Os três primeiros poemas apresentados (os mais curtos do livro) são: O anonimato, Escrever e Andarilho. No primeiro, como constatamos pelo título, temos o tema por excelência da obra. No segundo, temos um tom metalinguístico que será constante ao longo do livro. No terceiro, temos um poema direcionado para a subjetividade de uma voz lírica que reflete sobre a busca de si mesmo.

 

O anonimato, a escrita e as reflexões sobre a subjetividade de vozes líricas em contextos existenciais diversos perpassam o eixo poemático desse livro. Exemplar dessa perspectiva são os poemas: Anônimo, analógico e anacrônico, Simétrico (o melhor poema do livro seja do ponto de vista do conteúdo, seja do ponto de vista da forma), Trajeto, Pássaro, Derradeiras de quem vai partir, Um certo voo, O(s) poeta(s), Andarilho ou Adeus, anonimato! e O terceiro anonimato.

 

Instigante, sobretudo, é o poema Sísifo, um dos melhores do livro. Ferreira Lima retoma nele o mito grego do rei que ousa interferir nas ações dos deuses e acaba sendo punido, no Tártaro, com uma pedra que tenta conduzir até o cimo de uma montanha sem conseguir fazê-lo eternamente. O anonimato surge no poema metaforizado na imagem dessa pedra que se torna, também, a punição da voz lírica. Escrever é uma expurgação necessária a quem é poeta, mas pode ser torturante produzir quando se pode ser silenciado pelo anonimato.

 

Em Ulisses, poema que retoma o herói grego de uma das obras fundantes da Literatura Ocidental, temos uma reflexão sobre a escrita, uma perscrutação da subjetividade da voz lírica e explanações sobre a temática amorosa. O amor, a propósito, é retomado em vários poemas: Mil desculpas, Metas, Dotes para uma amada em segredo, Confissões de uma carta anunciada, Encontro, Cotidiano, Não quero tudo e Pra sempre.

 

Percebemos, após a leitura desse livro, que além do anonimato e do amor, reflexões sobre a escrita poética (com um tom metalinguístico evidente) também se caracterizam como recorrentes na obra do autor. Enquanto reflete sobre a escrita do poema, há predisposição do escritor a um atento trabalho com a linguagem. Não há rebuscamento linguístico, tampouco excessos imagéticos construídos a partir de metaforizações simplistas, em seus poemas. Quando recorre a figuras de linguagem (hipérbole, metáfora, símile, antítese, anacoluto, anáfora, aliteração etc.), ele está comprometido com a construção de imagens criativas e de perceptível lirismo.

 

No epílogo da obra, Nirton Venâncio comenta (apud LIMA, 2022, p. 110): “E onde estava Valdi Ferreira Lima que eu não via, que não víamos, que não líamos?” Reforço a pergunta, pois ao ler essa obra tive a sensação de estar diante de um dos grandes poetas do Ceará e, até pouco tempo, eu o desconhecia. É urgente, portanto, conhecê-lo. Há muito a descobrir na poesia que ele nos apresenta sem preciosismos e sem imbricadas soluções vocabulares.

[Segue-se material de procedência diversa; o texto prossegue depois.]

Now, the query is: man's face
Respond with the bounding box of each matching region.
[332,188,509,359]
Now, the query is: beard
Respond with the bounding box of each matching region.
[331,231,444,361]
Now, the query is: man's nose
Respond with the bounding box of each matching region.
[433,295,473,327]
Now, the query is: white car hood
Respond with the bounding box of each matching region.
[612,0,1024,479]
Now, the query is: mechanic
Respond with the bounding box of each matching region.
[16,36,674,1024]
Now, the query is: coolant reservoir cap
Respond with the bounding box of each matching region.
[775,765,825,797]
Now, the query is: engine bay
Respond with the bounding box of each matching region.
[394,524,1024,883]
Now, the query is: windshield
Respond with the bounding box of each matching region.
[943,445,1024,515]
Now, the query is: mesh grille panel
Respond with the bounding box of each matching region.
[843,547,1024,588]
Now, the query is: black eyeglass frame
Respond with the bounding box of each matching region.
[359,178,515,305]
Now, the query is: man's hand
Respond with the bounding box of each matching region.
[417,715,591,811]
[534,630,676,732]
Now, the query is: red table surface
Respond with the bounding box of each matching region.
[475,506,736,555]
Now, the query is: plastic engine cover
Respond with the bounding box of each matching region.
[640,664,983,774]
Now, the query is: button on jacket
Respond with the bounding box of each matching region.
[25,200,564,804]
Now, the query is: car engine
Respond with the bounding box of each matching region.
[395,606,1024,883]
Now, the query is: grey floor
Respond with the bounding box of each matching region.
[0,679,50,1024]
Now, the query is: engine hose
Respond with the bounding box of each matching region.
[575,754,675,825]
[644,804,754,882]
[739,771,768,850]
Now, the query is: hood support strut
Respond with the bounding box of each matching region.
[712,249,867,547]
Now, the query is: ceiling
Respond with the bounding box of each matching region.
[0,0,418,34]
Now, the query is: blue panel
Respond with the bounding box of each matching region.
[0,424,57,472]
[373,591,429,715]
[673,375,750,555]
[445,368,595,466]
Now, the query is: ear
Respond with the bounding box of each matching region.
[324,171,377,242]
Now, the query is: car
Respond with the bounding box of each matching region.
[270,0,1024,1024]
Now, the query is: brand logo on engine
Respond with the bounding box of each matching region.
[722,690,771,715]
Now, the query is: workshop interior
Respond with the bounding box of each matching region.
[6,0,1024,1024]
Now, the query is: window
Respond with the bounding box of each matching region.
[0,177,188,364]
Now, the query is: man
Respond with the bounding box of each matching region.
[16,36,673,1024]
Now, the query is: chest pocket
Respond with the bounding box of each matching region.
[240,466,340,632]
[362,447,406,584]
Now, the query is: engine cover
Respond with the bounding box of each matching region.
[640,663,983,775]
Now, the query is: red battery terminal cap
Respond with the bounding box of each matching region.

Ressalvo que O terceiro anonimato encerra uma trilogia de poesias de Ferreira Lima, este poeta que descobri recentemente e é, sem dúvidas, um notável escritor. A poesia dele merece atenção, de modo que jamais poderá ser obscurecida pelo anonimato. O talento do autor e a beleza de sua obra precisam chegar ao mundo. Precisamos de poesia para ampliar nossas existências cotidianas. Leiamos, urgentemente, a poesia de Ferreira Lima.

 

Valdi Ferreira Lima nasceu em Serra da Donana, município de Jucás–CE, mas mora há anos em Sobral–CE. Vencedor de diversos prêmios, ele publicou: O guardador de raízes (2018), Poemas para assobiar de longe (2019) e Apontamentos sobre o cultivo da poesia (2021).